The Inconsistency Between the Constitutional Arguments for the Mandate and Medicaid in the ACA

Now that Eugene has given me the electronic keys to this Conspiracy, I could not resist getting involved in the now-legendary discussion of the ACA…

There is a serious inconsistency between the government’s arguments for the mandate and for the Medicaid expansion. In a nutshell, these arguments make opposite assumptions about the effect of financial duress on states’ ability to execute their policy preferences. Defending the mandate, the government says states are individually incompetent to regulate insurance, because the first state to adopt generous rules would be inundated with the sick, and forced to abandon its policy.
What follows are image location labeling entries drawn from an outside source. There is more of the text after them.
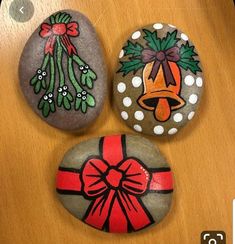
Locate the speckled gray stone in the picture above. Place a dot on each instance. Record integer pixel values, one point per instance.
(62, 71)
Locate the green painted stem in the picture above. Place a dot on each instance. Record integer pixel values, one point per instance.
(72, 75)
(59, 62)
(52, 75)
(45, 61)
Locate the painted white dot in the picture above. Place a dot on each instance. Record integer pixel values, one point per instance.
(121, 87)
(136, 81)
(139, 115)
(199, 82)
(157, 26)
(121, 54)
(172, 26)
(189, 80)
(127, 101)
(158, 130)
(124, 115)
(184, 37)
(191, 115)
(178, 117)
(193, 98)
(138, 128)
(172, 131)
(136, 35)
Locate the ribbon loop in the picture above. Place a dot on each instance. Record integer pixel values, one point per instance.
(161, 58)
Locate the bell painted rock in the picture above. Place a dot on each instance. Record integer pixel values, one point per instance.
(159, 80)
(62, 71)
(117, 183)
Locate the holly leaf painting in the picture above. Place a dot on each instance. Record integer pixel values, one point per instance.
(152, 40)
(132, 65)
(133, 48)
(169, 41)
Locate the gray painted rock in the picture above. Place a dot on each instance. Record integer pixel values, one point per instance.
(159, 80)
(62, 71)
(115, 183)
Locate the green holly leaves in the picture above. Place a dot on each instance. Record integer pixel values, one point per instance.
(134, 52)
(187, 60)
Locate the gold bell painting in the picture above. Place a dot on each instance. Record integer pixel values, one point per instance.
(160, 76)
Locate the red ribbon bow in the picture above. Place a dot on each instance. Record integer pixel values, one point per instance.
(60, 29)
(115, 183)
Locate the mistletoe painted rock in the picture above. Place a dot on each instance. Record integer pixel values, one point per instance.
(62, 72)
(115, 183)
(159, 80)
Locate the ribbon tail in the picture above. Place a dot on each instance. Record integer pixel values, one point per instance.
(49, 47)
(154, 71)
(117, 219)
(135, 211)
(98, 211)
(169, 78)
(71, 49)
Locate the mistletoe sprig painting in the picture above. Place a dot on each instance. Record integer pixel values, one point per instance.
(161, 61)
(59, 47)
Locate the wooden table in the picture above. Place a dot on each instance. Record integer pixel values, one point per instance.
(202, 155)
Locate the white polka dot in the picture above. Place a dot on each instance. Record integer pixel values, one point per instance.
(193, 98)
(172, 131)
(178, 117)
(136, 81)
(124, 115)
(136, 35)
(121, 54)
(158, 130)
(121, 87)
(184, 37)
(191, 115)
(172, 26)
(138, 128)
(139, 115)
(199, 82)
(157, 26)
(189, 80)
(127, 101)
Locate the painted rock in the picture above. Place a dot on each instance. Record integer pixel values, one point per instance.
(62, 71)
(115, 183)
(158, 82)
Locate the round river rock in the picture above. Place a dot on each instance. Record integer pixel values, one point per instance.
(62, 71)
(118, 183)
(159, 81)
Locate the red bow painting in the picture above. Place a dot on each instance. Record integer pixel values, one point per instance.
(115, 183)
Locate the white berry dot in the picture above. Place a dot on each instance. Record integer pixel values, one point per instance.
(139, 115)
(121, 54)
(136, 81)
(138, 128)
(189, 80)
(124, 115)
(184, 37)
(172, 131)
(199, 82)
(157, 26)
(178, 117)
(193, 98)
(121, 87)
(136, 35)
(127, 101)
(172, 26)
(191, 115)
(158, 130)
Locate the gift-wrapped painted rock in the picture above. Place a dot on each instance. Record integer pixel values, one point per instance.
(115, 183)
(62, 71)
(158, 82)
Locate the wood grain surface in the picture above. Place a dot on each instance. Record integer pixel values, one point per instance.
(202, 155)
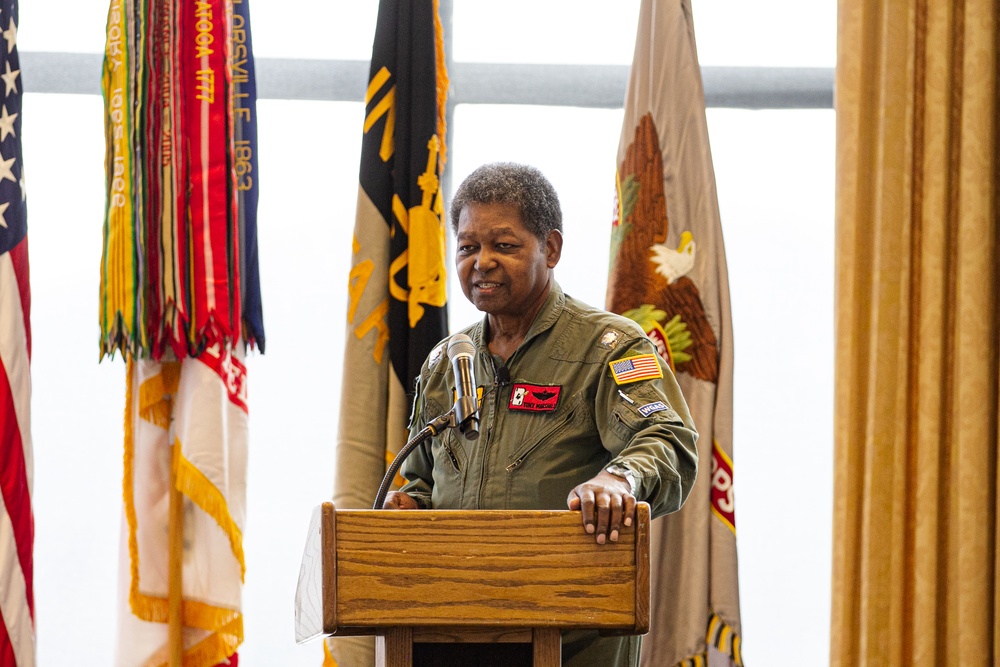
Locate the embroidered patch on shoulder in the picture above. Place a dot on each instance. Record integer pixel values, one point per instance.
(534, 397)
(650, 408)
(609, 339)
(633, 369)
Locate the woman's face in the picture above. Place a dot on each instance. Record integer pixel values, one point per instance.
(503, 267)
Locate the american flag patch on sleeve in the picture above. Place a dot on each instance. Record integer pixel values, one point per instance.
(633, 369)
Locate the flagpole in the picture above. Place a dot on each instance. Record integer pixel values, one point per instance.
(175, 570)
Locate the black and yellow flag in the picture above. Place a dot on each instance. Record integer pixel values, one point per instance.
(396, 307)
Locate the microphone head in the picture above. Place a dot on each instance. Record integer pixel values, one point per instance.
(461, 353)
(460, 345)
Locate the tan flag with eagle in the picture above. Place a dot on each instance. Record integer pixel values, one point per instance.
(668, 273)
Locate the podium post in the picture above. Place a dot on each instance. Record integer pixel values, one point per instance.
(454, 576)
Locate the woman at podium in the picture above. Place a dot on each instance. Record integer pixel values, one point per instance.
(576, 408)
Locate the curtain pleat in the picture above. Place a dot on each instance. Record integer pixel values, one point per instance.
(916, 398)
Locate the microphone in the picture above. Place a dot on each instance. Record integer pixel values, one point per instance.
(461, 352)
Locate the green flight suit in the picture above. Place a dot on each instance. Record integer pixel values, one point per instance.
(560, 419)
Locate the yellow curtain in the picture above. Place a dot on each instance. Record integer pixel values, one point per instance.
(916, 400)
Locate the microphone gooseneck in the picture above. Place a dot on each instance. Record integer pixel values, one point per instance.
(461, 352)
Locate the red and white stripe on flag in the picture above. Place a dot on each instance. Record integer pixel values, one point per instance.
(17, 632)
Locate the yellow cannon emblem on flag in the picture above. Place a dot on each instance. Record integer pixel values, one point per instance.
(425, 256)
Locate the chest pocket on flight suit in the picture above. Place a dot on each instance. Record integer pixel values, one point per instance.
(535, 467)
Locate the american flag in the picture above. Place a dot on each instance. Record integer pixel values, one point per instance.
(636, 368)
(17, 633)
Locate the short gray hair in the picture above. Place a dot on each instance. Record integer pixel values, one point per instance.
(520, 185)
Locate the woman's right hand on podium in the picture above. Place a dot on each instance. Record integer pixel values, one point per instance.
(397, 500)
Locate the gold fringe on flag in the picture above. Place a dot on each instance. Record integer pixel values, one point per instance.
(155, 405)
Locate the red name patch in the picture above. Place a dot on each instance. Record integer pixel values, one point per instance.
(534, 397)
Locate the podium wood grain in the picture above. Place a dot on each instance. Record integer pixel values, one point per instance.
(452, 573)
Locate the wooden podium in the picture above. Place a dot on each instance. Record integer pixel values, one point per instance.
(420, 577)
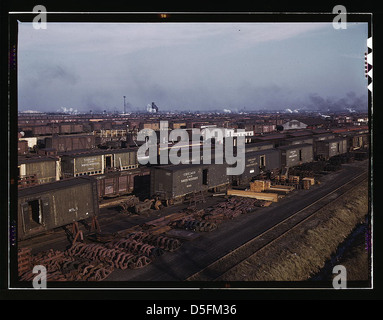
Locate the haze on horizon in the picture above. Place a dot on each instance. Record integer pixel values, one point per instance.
(192, 66)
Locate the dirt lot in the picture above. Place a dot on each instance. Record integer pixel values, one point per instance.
(303, 251)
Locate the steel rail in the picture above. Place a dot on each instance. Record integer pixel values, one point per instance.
(219, 263)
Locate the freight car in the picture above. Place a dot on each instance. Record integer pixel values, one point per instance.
(298, 140)
(71, 142)
(176, 181)
(356, 140)
(45, 207)
(44, 130)
(325, 149)
(22, 147)
(257, 162)
(37, 170)
(296, 154)
(74, 164)
(257, 146)
(68, 128)
(118, 183)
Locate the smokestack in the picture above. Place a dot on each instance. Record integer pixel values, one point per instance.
(154, 107)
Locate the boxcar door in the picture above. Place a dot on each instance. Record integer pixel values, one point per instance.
(32, 217)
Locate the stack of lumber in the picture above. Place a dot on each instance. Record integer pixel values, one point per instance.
(252, 194)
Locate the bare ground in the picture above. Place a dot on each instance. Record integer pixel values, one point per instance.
(303, 251)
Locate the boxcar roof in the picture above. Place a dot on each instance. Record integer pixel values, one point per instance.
(261, 152)
(22, 160)
(46, 187)
(332, 140)
(295, 146)
(86, 153)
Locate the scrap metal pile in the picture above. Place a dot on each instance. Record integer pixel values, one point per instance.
(95, 261)
(232, 208)
(131, 248)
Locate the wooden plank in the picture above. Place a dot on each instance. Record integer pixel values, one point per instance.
(251, 194)
(183, 234)
(312, 180)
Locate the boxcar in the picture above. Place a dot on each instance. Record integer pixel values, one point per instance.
(118, 183)
(257, 161)
(75, 164)
(45, 207)
(44, 169)
(298, 140)
(22, 147)
(293, 155)
(257, 146)
(175, 181)
(70, 143)
(326, 149)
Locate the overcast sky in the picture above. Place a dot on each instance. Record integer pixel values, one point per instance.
(191, 66)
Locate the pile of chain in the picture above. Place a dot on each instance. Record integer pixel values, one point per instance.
(195, 225)
(114, 257)
(136, 247)
(231, 208)
(61, 267)
(160, 241)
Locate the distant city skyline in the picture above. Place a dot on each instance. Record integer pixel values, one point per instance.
(191, 66)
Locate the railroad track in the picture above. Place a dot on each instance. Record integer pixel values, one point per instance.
(223, 265)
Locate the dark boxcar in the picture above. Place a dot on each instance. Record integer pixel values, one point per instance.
(294, 155)
(257, 161)
(82, 163)
(44, 169)
(75, 164)
(45, 207)
(65, 128)
(257, 146)
(114, 184)
(325, 149)
(298, 140)
(174, 181)
(276, 139)
(70, 143)
(356, 140)
(22, 147)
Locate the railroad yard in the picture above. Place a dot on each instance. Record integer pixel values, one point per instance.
(89, 210)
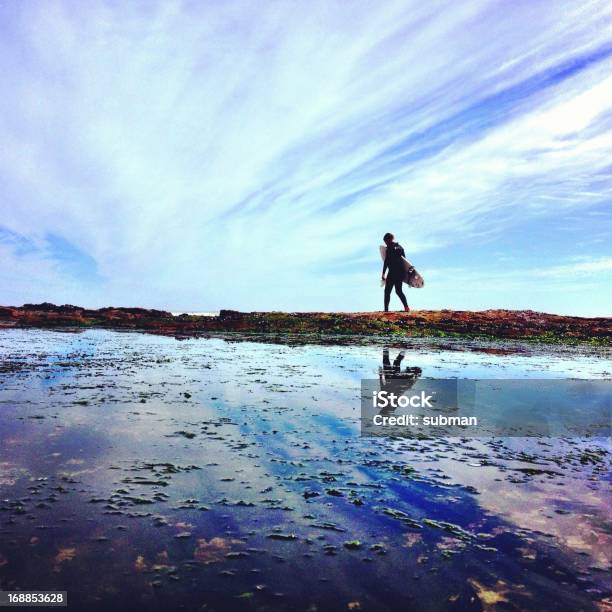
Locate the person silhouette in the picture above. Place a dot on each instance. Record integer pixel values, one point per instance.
(395, 277)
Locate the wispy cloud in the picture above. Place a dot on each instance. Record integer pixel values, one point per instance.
(204, 155)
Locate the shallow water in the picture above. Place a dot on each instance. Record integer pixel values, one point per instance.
(145, 471)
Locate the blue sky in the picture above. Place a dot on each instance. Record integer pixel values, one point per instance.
(250, 155)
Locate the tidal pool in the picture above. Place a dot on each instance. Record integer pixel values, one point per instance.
(144, 471)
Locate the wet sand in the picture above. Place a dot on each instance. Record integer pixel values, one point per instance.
(139, 470)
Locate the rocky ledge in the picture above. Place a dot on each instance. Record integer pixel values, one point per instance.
(500, 324)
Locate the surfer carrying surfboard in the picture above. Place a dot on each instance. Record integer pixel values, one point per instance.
(394, 263)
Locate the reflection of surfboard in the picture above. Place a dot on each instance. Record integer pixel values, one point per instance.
(411, 276)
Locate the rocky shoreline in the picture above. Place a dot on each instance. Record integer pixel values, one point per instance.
(497, 324)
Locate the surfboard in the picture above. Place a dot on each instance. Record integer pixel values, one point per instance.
(411, 276)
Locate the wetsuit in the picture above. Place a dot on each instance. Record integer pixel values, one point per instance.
(395, 277)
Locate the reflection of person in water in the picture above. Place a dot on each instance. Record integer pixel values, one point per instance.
(394, 379)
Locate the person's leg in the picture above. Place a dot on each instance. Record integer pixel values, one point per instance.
(400, 293)
(388, 288)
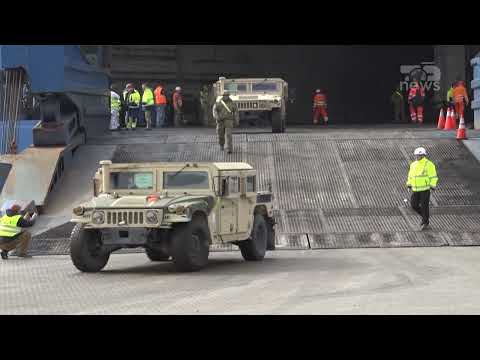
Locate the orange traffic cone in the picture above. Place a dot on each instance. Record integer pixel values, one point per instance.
(462, 131)
(441, 120)
(450, 124)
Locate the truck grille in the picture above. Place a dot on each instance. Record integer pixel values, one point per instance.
(130, 217)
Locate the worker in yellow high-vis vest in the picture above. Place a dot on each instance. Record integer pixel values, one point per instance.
(12, 234)
(422, 178)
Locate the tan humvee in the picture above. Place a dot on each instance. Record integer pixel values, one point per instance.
(257, 98)
(173, 210)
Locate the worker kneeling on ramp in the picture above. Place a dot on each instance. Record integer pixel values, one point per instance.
(422, 178)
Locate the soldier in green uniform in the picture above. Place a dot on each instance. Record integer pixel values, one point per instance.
(224, 112)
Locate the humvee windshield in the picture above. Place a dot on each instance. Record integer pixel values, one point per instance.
(131, 180)
(264, 86)
(234, 87)
(185, 179)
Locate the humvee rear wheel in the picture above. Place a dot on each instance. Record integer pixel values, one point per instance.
(278, 125)
(255, 247)
(156, 255)
(191, 244)
(86, 249)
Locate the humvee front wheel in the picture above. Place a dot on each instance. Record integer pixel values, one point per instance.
(255, 247)
(86, 250)
(191, 244)
(156, 255)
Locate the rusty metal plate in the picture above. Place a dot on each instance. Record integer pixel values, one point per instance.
(376, 240)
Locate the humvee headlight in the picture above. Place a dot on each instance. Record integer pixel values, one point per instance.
(152, 217)
(177, 209)
(98, 217)
(79, 210)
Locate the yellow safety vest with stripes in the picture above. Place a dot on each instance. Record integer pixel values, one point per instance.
(115, 103)
(422, 175)
(8, 226)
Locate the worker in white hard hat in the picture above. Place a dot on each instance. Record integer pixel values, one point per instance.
(178, 107)
(422, 178)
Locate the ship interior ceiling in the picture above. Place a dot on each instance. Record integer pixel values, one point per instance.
(358, 80)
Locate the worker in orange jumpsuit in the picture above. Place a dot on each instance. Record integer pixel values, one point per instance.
(460, 98)
(320, 107)
(416, 98)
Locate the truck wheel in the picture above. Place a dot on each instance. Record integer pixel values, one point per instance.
(277, 121)
(156, 255)
(85, 250)
(270, 236)
(255, 247)
(191, 245)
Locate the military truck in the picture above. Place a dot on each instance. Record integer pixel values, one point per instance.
(173, 210)
(256, 99)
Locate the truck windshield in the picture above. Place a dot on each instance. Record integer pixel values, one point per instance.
(264, 86)
(185, 179)
(234, 87)
(131, 180)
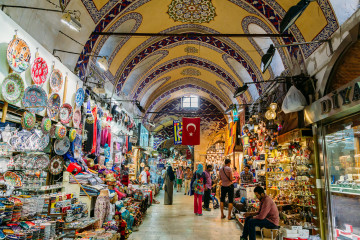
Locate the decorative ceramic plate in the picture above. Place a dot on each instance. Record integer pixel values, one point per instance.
(60, 132)
(72, 135)
(56, 165)
(54, 103)
(13, 179)
(79, 97)
(12, 88)
(56, 80)
(61, 146)
(28, 121)
(18, 55)
(44, 142)
(35, 99)
(39, 71)
(45, 125)
(42, 162)
(77, 118)
(65, 113)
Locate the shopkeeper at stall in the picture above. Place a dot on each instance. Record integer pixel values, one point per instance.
(266, 217)
(246, 176)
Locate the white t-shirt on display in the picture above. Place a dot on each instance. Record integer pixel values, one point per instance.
(143, 176)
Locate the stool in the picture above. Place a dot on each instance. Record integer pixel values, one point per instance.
(277, 228)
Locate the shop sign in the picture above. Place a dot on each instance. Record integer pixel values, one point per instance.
(342, 100)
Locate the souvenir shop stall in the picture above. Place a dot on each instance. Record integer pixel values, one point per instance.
(284, 166)
(59, 176)
(338, 132)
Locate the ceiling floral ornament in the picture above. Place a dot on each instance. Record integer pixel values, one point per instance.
(193, 11)
(190, 72)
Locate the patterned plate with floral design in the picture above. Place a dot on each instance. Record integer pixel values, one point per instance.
(65, 113)
(13, 179)
(79, 97)
(35, 99)
(39, 71)
(18, 55)
(72, 135)
(42, 162)
(56, 80)
(60, 131)
(46, 125)
(54, 103)
(56, 165)
(61, 146)
(28, 121)
(77, 118)
(12, 88)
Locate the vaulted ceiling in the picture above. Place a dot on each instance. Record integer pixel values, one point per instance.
(158, 70)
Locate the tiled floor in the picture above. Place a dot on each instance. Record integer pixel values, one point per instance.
(178, 222)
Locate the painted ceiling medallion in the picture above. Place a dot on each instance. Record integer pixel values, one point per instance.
(190, 72)
(192, 11)
(190, 49)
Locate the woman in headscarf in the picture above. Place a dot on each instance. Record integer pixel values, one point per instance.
(198, 182)
(169, 185)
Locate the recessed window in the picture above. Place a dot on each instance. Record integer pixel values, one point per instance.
(190, 102)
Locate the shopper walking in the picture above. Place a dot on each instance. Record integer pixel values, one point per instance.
(267, 216)
(187, 177)
(227, 188)
(246, 176)
(236, 177)
(207, 191)
(198, 182)
(169, 182)
(179, 176)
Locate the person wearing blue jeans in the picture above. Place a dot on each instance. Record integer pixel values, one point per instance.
(266, 217)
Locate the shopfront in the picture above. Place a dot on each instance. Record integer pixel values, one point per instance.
(336, 120)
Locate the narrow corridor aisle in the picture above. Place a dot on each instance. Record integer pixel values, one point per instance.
(178, 222)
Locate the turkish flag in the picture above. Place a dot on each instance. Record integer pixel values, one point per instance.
(191, 131)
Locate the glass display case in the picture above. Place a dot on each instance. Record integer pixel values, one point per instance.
(342, 154)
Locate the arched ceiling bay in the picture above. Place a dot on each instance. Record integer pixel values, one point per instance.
(158, 70)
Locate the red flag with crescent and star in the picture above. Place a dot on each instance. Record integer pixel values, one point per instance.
(191, 131)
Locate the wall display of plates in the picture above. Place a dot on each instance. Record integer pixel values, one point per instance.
(35, 99)
(13, 179)
(61, 146)
(28, 121)
(54, 104)
(56, 80)
(60, 131)
(39, 71)
(12, 88)
(65, 114)
(79, 97)
(42, 162)
(72, 135)
(56, 165)
(45, 125)
(18, 55)
(77, 118)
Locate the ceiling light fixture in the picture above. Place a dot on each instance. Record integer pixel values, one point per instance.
(103, 63)
(241, 90)
(73, 22)
(268, 56)
(293, 14)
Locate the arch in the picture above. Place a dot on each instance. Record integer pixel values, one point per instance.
(186, 61)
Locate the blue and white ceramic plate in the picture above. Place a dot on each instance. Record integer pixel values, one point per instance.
(35, 99)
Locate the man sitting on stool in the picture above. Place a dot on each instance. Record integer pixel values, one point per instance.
(267, 216)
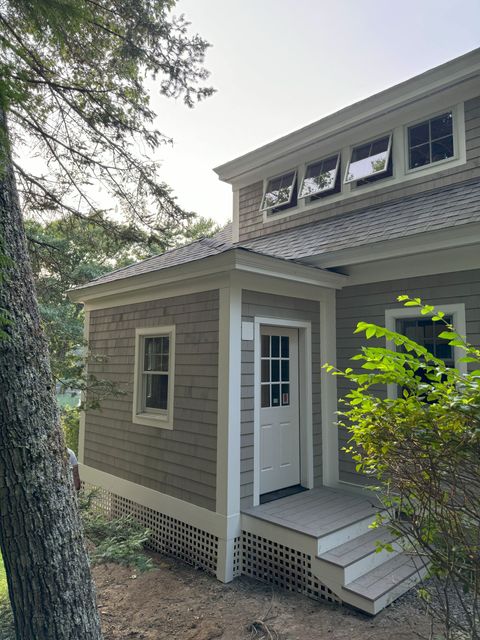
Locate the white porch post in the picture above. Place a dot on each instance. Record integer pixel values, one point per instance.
(228, 427)
(328, 353)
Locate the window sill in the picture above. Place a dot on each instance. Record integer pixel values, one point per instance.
(153, 420)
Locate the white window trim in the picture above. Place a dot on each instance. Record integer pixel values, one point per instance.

This is a basic race to the bottom story and has been around in Commerce Clause cases since the New Deal.

Crucially, the argument takes financial realities as dispositive: states cannot realistically choose to experiment with medical insurance individually because it would be ruinous. The economic effects mean that states do not really have the power to choose individual regulatory regimes.

Yet turning to the Spending power, the government ask us to believe that states can realistically turn down federal medicaid funds, though it would be at least as ruinous if not more. Either the prospect of massive losses makes a states ability to pursue a certain course illusory or it does not. 

Incidentally, these two cases are not equal in that in that in the former, the ruinous consequences are a result of the market, in the latter a result of calculated federal efforts to make the offer unrefusable.